After the defeat in Karabakh, Pashinyan has been trying to build a new line: peace with Azerbaijan, normalization with Turkey, recognition of Armenia’s real borders and an attempt to pull the country out of old conflict traps.
He has repeatedly signaled that Armenia’s foreign policy should focus not on an endless return to the past, but on statehood, peace and the opening of communications. Armenian officials have also made clear that international recognition of the genocide is not the central priority of Armenia’s foreign policy. Pashinyan has warned that the issue should not become a tool in the hands of outside powers fighting their own battles.
That point is essential.
If Israel recognizes the Armenian genocide not because it has morally arrived at this decision after decades of reflection, but because it wants to hurt Erdogan today, then this is exactly the type of situation Pashinyan himself has warned about. The Armenian tragedy is once again turned into someone else’s diplomatic currency.
For the Armenian diaspora, this may look like a victory. For the opposition in Yerevan, it may become another opportunity to pressure Pashinyan and accuse him of making concessions to Turkey and Azerbaijan.

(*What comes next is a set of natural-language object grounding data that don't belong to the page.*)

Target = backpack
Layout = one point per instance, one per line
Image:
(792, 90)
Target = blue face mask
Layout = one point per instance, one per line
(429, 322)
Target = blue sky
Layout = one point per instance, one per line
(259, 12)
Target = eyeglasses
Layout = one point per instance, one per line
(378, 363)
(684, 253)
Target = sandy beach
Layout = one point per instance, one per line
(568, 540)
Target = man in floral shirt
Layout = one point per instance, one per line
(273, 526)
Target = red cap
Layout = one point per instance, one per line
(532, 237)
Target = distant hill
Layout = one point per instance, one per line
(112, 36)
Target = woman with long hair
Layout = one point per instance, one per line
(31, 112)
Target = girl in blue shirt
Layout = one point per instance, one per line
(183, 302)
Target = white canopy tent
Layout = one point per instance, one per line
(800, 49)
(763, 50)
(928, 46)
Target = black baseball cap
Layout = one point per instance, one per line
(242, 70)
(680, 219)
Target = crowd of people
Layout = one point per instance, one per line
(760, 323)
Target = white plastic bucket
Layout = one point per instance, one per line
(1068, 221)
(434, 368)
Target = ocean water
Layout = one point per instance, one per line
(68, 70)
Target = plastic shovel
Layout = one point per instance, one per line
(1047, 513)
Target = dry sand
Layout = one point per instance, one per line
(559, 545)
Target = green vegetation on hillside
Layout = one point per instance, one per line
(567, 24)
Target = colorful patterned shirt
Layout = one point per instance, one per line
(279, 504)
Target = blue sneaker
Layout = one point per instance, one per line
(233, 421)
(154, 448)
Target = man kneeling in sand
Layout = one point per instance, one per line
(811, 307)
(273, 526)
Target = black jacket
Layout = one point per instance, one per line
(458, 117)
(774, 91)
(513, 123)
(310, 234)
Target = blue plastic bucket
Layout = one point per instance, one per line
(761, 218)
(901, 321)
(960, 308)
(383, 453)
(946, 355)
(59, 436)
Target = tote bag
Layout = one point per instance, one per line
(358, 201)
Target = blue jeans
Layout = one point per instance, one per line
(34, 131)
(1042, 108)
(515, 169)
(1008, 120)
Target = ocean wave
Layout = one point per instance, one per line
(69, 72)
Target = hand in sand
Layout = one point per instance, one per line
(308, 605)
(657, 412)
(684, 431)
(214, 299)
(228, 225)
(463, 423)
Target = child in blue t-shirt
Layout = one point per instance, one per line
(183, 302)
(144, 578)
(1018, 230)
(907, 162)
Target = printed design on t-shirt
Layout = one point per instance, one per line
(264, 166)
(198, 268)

But for Pashinyan himself, who is trying to normalize relations with Turkey and complete a peace process with Baku, such a move may be more of a problem than a gift.
That is the paradox of the moment. By trying to punish Turkey, Israel may complicate not only its relations with Ankara, but also the fragile regional architecture in which Azerbaijan, Turkey and Armenia have come closer than they have in decades to a real conversation about the future.
Historical memory should not be used as a bargaining chip. But in world politics, it too often becomes exactly that. The United States avoided official recognition for decades until relations with Turkey deteriorated. Israel avoided the issue for decades while Turkey remained useful as a partner. Now, when ties with Ankara are badly damaged, moral duty has suddenly become less costly than political silence.
None of this erases the pain of the Armenian people. But it does require honesty. This is not only about memory. It is also about geopolitics.
For Turkey, it is a challenge. For Azerbaijan, it is a diplomatic test. For Armenia, it is a dangerous temptation to become not a subject of regional politics, but once again a pretext in someone else’s game.
And perhaps the main question today is this: if even Pashinyan is trying to move Armenia out of the prison of old symbolic wars, why are outside players trying to drag the region back into the same trap?